Job Management

What are Jobs?

Jobs represent document processing tasks in Fintelite AI. Every processing request (predict, parse, or fraud detection) creates a job that tracks the status, results, and metadata of the operation.

Job Types

PREDICT

Data extraction jobs using templates or schemas

PARSE

Full document parsing and OCR jobs

FRAUD

Document fraud detection and analysis jobs

Job Lifecycle

IN_QUEUE

Job is queued and waiting to be processed by a worker

IN_PROGRESS

Worker has picked up the job and is actively processing it

COMPLETED

Job finished successfully with results available

FAILED

Job encountered an error during processing

CANCELLED

Job was manually cancelled before completion

Response Structure by Job Type

Each job type returns a different response structure when completed. Understanding these differences helps you parse results correctly.

PREDICT Jobs - Data Extraction

PREDICT jobs extract structured data based on templates or schemas. The response includes:

config: Configuration used for extraction (version, parser_mode, enable_citations)
output.extraction: Extracted data format
output.confidences: Confidence scores for extracted fields

Without Citations

When enable_citations is false (default), fields contain direct values:

{
  "output": {
    "type": "json",
    "extraction": {
      "invoice_number": "INV-2024-001",
      "invoice_date": "2024-01-15",
      "total_amount": 1500.50,
      "line_items": [
        {
          "description": "Widget A",
          "quantity": 10,
          "unit_price": 50.00,
          "total": 500.00
        }
      ]
    },
    "confidences": {
      "average": 92.5,
      "fields": {
        "invoice_number": 95.0,
        "invoice_date": 88.0,
        "total_amount": 96.5,
        "line_items": [
          {
            "description": 93.0,
            "quantity": 91.0,
            "unit_price": 94.5,
            "total": 95.0
          }
        ]
      }
    }
  }
}

With Citations Enabled

When enable_citations is true, each field includes source references:

{
  "output": {
    "type": "json",
    "extraction": {
      "invoice_number": {
        "value": "INV-2024-001",
        "citations": ["b.1"]
      },
      "invoice_date": {
        "value": "2024-01-15",
        "citations": ["b.1"]
      },
      "total_amount": {
        "value": 1500.50,
        "citations": ["b.5"]
      },
      "line_items": [
        {
          "description": {
            "value": "Widget A",
            "citations": ["b.10"]
          },
          "quantity": {
            "value": 10,
            "citations": ["b.10"]
          },
          "unit_price": {
            "value": 50.00,
            "citations": ["b.10", "b.11"]
          },
          "total": {
            "value": 500.00,
            "citations": ["b.11"]
          }
        }
      ]
    },
    "confidences": {
      "average": 92.5,
      "fields": {
        "invoice_number": 95.0,
        "invoice_date": 88.0,
        "total_amount": 96.5,
        "line_items": [
          {
            "description": 93.0,
            "quantity": 91.0,
            "unit_price": 94.5,
            "total": 95.0
          }
        ]
      }
    }
  }
}

Citation References:

b.X: Reference to block index X in the document annotations
w.X: Reference to word index X in the document annotations

Citations are automatically disabled when using parser_mode: LITE. Use PLUS or PRO parser modes to enable citations.

PARSE Jobs - Document Parsing

PARSE jobs extract full document text and structure.
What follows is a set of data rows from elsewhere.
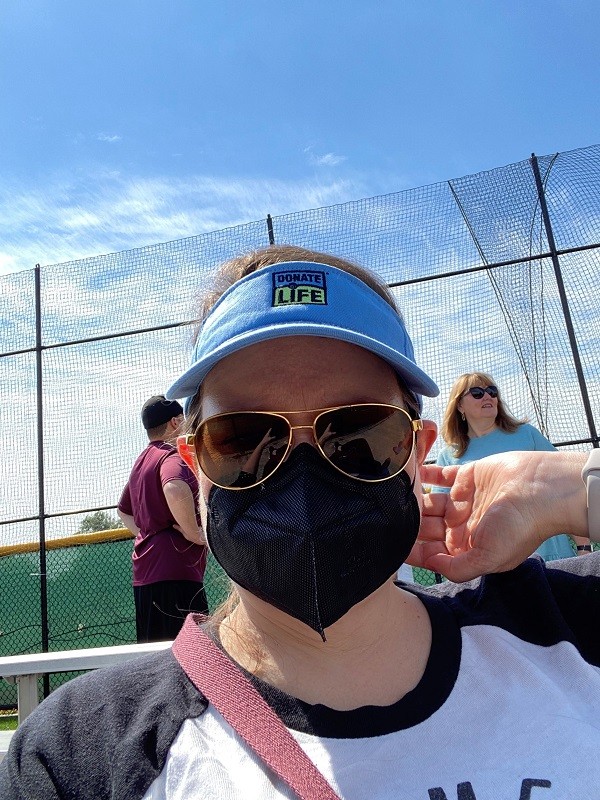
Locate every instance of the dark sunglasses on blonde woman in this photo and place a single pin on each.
(237, 450)
(478, 391)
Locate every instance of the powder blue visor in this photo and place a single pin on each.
(302, 298)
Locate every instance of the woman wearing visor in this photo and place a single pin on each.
(303, 404)
(477, 424)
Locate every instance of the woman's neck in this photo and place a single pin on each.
(362, 662)
(480, 428)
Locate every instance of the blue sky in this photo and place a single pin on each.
(131, 122)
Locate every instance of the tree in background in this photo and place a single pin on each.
(99, 521)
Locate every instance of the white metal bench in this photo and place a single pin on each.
(25, 670)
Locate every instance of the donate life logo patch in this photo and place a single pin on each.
(299, 288)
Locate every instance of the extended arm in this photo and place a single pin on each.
(500, 509)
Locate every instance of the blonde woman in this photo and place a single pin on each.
(477, 424)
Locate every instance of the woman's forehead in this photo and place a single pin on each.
(299, 369)
(478, 379)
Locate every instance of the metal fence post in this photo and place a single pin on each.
(270, 229)
(40, 449)
(563, 300)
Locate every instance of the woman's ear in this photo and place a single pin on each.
(425, 439)
(185, 448)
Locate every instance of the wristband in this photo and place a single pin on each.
(591, 477)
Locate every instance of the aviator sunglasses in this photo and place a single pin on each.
(478, 391)
(237, 450)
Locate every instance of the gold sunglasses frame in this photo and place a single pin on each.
(189, 439)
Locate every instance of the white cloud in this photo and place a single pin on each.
(324, 160)
(67, 219)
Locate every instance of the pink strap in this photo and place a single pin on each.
(234, 697)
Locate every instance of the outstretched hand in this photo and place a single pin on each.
(499, 510)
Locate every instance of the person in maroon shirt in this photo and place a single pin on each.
(159, 506)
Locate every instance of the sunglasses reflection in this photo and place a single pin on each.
(354, 457)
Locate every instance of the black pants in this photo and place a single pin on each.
(161, 608)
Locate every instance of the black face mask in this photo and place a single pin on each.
(311, 541)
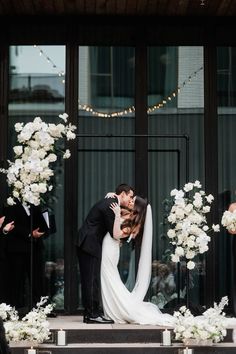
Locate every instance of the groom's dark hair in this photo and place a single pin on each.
(123, 187)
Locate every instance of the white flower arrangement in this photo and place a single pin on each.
(188, 231)
(210, 326)
(30, 173)
(33, 327)
(229, 220)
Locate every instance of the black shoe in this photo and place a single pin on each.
(52, 314)
(98, 320)
(108, 319)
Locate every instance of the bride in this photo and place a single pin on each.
(120, 304)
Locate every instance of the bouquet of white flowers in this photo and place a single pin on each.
(229, 219)
(188, 231)
(210, 326)
(30, 173)
(33, 327)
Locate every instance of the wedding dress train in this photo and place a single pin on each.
(120, 304)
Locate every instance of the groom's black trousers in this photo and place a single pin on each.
(90, 282)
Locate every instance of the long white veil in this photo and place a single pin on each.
(145, 261)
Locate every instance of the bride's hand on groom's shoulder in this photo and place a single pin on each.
(110, 195)
(115, 208)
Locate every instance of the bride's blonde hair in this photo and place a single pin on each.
(133, 223)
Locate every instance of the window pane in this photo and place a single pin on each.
(37, 89)
(106, 92)
(175, 105)
(226, 65)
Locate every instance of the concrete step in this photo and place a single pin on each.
(125, 348)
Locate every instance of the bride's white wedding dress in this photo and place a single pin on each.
(119, 303)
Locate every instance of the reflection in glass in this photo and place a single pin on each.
(175, 108)
(37, 88)
(226, 95)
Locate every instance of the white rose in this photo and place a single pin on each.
(190, 254)
(64, 116)
(179, 251)
(210, 198)
(206, 209)
(216, 228)
(172, 218)
(173, 192)
(18, 150)
(171, 233)
(10, 201)
(18, 127)
(42, 187)
(70, 135)
(197, 184)
(67, 154)
(52, 157)
(174, 258)
(188, 187)
(190, 265)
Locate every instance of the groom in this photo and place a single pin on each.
(89, 239)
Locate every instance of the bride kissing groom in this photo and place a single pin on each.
(98, 223)
(98, 249)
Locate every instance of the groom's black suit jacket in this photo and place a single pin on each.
(99, 221)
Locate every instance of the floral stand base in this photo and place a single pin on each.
(196, 342)
(24, 343)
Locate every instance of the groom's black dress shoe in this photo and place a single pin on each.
(99, 320)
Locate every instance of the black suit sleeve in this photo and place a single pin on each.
(109, 215)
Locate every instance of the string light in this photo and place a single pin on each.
(60, 73)
(128, 110)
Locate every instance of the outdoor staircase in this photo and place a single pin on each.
(109, 339)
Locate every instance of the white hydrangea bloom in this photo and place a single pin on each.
(188, 224)
(28, 176)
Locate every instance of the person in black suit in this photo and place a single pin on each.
(27, 235)
(89, 239)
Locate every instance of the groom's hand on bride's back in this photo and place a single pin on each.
(110, 195)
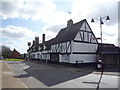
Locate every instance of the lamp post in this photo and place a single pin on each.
(101, 23)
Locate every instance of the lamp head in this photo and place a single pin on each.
(101, 22)
(92, 20)
(107, 18)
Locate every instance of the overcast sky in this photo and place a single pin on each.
(22, 20)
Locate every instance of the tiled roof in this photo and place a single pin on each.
(66, 34)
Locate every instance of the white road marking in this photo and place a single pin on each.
(17, 78)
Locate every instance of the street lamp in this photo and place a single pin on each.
(101, 23)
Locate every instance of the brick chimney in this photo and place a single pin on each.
(43, 38)
(69, 23)
(36, 43)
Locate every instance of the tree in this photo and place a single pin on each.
(5, 51)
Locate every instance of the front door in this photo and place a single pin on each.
(54, 58)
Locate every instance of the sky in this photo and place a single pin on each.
(22, 20)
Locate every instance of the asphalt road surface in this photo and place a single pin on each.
(27, 74)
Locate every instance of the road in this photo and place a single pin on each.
(28, 74)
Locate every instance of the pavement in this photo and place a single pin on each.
(8, 79)
(108, 70)
(35, 74)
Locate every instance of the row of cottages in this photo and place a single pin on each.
(75, 43)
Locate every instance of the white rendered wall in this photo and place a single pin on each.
(83, 58)
(84, 47)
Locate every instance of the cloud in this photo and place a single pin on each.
(95, 9)
(15, 32)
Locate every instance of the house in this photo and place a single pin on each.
(15, 54)
(75, 43)
(109, 53)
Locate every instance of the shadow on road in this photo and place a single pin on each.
(49, 75)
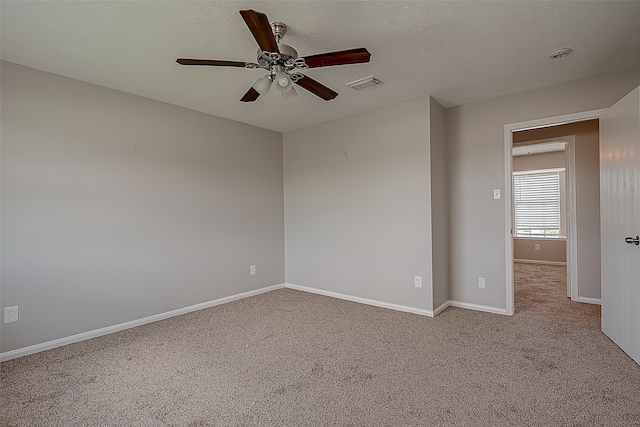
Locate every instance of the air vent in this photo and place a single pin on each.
(364, 83)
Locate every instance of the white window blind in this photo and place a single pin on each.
(537, 204)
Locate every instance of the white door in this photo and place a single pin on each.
(620, 222)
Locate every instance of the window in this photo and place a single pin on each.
(537, 199)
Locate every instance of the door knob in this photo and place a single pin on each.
(631, 240)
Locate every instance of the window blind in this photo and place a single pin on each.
(537, 204)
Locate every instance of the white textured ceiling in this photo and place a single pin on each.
(456, 51)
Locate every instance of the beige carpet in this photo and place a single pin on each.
(288, 358)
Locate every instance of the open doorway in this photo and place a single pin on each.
(583, 234)
(541, 173)
(543, 189)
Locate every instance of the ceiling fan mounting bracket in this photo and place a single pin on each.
(279, 30)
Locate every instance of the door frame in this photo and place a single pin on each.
(508, 145)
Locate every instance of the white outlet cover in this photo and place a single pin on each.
(11, 314)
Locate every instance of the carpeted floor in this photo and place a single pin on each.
(289, 358)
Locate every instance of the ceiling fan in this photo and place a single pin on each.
(282, 61)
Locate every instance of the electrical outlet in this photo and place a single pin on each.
(418, 282)
(11, 314)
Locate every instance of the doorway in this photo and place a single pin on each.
(545, 125)
(544, 208)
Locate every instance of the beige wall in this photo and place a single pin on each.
(116, 207)
(357, 205)
(587, 171)
(439, 205)
(477, 165)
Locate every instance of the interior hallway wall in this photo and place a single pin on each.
(475, 134)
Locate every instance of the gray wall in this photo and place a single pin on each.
(357, 205)
(475, 134)
(439, 205)
(587, 165)
(116, 207)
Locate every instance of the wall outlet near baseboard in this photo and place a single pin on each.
(11, 314)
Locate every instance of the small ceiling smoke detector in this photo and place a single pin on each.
(364, 83)
(560, 53)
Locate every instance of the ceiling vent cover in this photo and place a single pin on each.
(364, 83)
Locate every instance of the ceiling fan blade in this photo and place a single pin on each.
(250, 96)
(212, 62)
(343, 57)
(260, 27)
(317, 88)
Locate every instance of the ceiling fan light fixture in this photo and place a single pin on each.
(263, 84)
(291, 93)
(283, 81)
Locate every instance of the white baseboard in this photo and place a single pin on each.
(440, 308)
(132, 324)
(588, 300)
(478, 307)
(360, 300)
(539, 261)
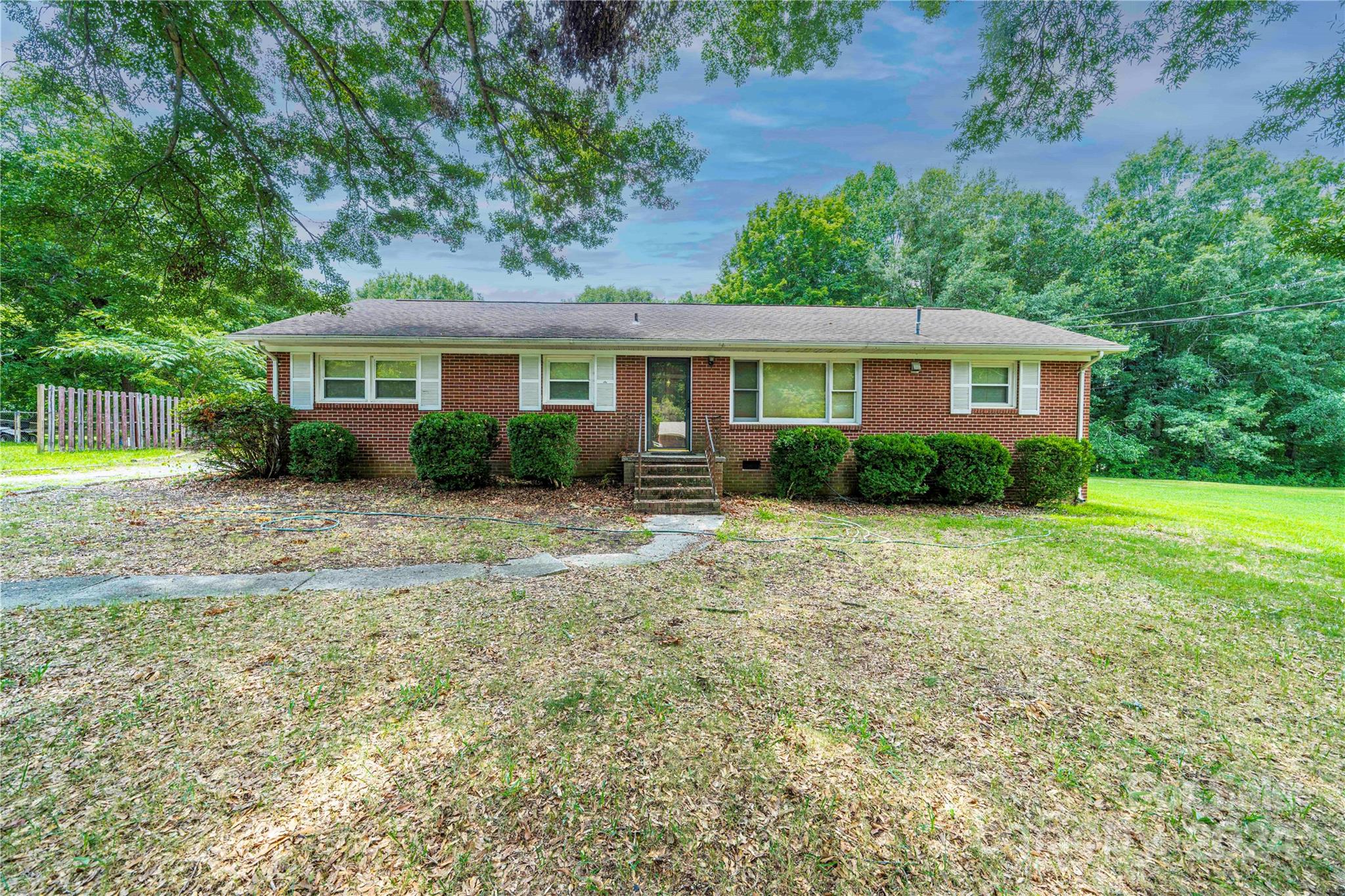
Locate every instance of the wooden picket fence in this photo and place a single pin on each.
(76, 419)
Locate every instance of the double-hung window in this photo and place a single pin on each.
(395, 378)
(992, 386)
(343, 378)
(569, 381)
(795, 391)
(369, 378)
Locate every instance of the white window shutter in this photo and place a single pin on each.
(530, 382)
(961, 399)
(431, 383)
(1029, 387)
(301, 381)
(604, 378)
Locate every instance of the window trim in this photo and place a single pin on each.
(775, 421)
(1011, 386)
(370, 362)
(546, 379)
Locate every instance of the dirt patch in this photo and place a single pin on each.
(210, 526)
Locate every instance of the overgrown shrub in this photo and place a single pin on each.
(544, 448)
(241, 433)
(803, 458)
(1051, 468)
(452, 449)
(322, 452)
(893, 468)
(970, 468)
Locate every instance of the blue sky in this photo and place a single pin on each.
(893, 97)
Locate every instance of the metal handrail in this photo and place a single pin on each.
(709, 456)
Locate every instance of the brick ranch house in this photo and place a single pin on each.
(682, 373)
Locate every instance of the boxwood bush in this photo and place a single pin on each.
(452, 449)
(241, 433)
(970, 468)
(544, 448)
(1051, 468)
(893, 468)
(803, 458)
(322, 452)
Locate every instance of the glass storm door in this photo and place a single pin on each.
(669, 390)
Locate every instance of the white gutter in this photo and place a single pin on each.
(642, 345)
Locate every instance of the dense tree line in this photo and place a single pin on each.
(1179, 232)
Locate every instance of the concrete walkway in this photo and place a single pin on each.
(678, 534)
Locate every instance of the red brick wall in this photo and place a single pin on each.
(489, 385)
(893, 400)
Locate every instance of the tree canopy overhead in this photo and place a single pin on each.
(102, 281)
(414, 114)
(1179, 232)
(399, 285)
(608, 295)
(1046, 66)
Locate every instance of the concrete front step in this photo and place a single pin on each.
(676, 494)
(669, 481)
(695, 505)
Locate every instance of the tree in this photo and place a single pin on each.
(110, 282)
(947, 240)
(436, 286)
(1046, 66)
(417, 114)
(613, 295)
(799, 250)
(1179, 232)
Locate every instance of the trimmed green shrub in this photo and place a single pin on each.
(322, 452)
(803, 458)
(544, 448)
(241, 433)
(452, 449)
(970, 468)
(1051, 468)
(893, 468)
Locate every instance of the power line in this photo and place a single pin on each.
(1204, 299)
(1210, 317)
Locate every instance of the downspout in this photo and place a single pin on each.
(1079, 436)
(1083, 371)
(275, 370)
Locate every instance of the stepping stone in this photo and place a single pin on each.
(382, 580)
(20, 594)
(148, 587)
(529, 567)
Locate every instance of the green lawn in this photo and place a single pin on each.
(26, 459)
(1147, 700)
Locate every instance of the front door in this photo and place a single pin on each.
(667, 387)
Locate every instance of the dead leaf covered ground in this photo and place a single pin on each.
(1133, 706)
(213, 526)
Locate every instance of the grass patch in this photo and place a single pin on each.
(214, 526)
(1146, 702)
(24, 459)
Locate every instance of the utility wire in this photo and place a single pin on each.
(1193, 301)
(1211, 317)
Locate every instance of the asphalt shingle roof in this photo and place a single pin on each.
(811, 326)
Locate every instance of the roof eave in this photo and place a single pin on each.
(636, 344)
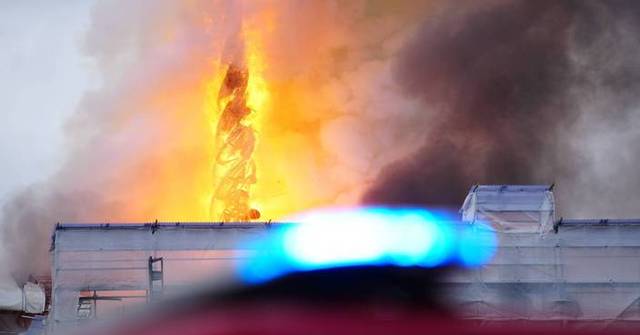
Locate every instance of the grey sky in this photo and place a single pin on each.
(43, 74)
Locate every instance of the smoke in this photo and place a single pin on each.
(139, 146)
(385, 102)
(523, 92)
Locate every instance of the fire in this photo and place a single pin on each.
(242, 95)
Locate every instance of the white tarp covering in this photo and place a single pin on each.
(10, 294)
(33, 298)
(30, 298)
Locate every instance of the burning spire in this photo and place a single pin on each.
(234, 169)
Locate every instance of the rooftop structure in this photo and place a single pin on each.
(524, 208)
(566, 271)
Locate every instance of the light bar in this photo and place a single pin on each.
(370, 236)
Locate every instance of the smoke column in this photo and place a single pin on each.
(140, 147)
(523, 92)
The response includes:

output.annotations: Detailed document structure with content blocks
output.markdown: Array of markdown-formatted text for each page
output.metadata: Processing metadata including mode and page mapping

{
  "output": {
    "type": "json",
    "annotations": {
      "blocks": [
        {
          "type": "SECTION_HEADER",
          "content": "SERVICE AGREEMENT",
          "bbox": [0.35, 0.08, 0.65, 0.17],
          "page": 1,
          "block_num": 1,
          "confidence": "HIGH",
          "confidence_val": 0.98
        },
        {
          "type": "TEXT",
          "content": "This Service Agreement is entered into on January 15, 2024\nbetween the parties listed below.",
          "bbox": [0.1, 0.2, 0.9, 0.35],
          "page": 1,
          "block_num": 2,
          "confidence": "HIGH",
          "confidence_val": 0.95
        },
        {
          "type": "TABLE",
          "content": "Item | Quantity | Price\nWidget A | 10 | $100.00\nWidget B | 5 | $75.00",
          "bbox": [0.15, 0.4, 0.85, 0.65],
          "page": 2,
          "block_num": 3,
          "confidence": "MEDIUM",
          "confidence_val": 0.87
        },
        {
          "type": "IMAGE",
          "content": "Company Logo",
          "bbox": [0.2, 0.7, 0.8, 0.9],
          "page": 2,
          "block_num": 4,
          "confidence": "HIGH",
          "confidence_val": 0.96,
          "image_url": "image_1"
        }
      ],
      "references": {
        "image_1": "data:image/png;base64,iVBORw0KGgo..."
      }
    },
    "markdown": [
      "# SERVICE AGREEMENT\n\nThis Service Agreement is entered into on January 15, 2024\nbetween the parties listed below.",
      "## Terms and Conditions\n\nItem | Quantity | Price\n--- | --- | ---\nWidget A | 10 | $100.00\nWidget B | 5 | $75.00",
      "## Signatures\n\n_____________________"
    ],
    "metadata": {
      "mode": "PLUS",
      "page_mapping": [
        {"original": 1, "processed": 1},
        {"original": 2, "processed": 2}
      ]
    }
  }
}

Block Structure:

type: Block type classification (SECTION_HEADER, HEADER, FOOTER, TABLE, IMAGE, TEXT)
content: Text content extracted from the block (lines combined with newlines). For IMAGE blocks, contains image caption if available
bbox: Normalized bounding box [x_min, y_min, x_max, y_max] (0-1 scale)
page: Original page number from source document
page_seq: Sequential page number in processed document (only present when using page ranges, e.g., pages: "1-5,10-15")
block_num: Sequential block number (used for citations)
confidence: Confidence level (HIGH, MEDIUM, LOW)
confidence_val: Numeric confidence score (0-1 scale, typically 0.85-0.95)
image_url: Reference key for IMAGE blocks (points to entry in references map)

Additional Fields:

references: Map of image references (image_id → base64 encoded image data)

Metadata Fields:

mode: Parser mode used (LITE, PRO, … )
page_mapping: Array of {"original": page_num, "processed": page_num} objects

total_pages is in the file object at the top level of the job response, not in output.metadata.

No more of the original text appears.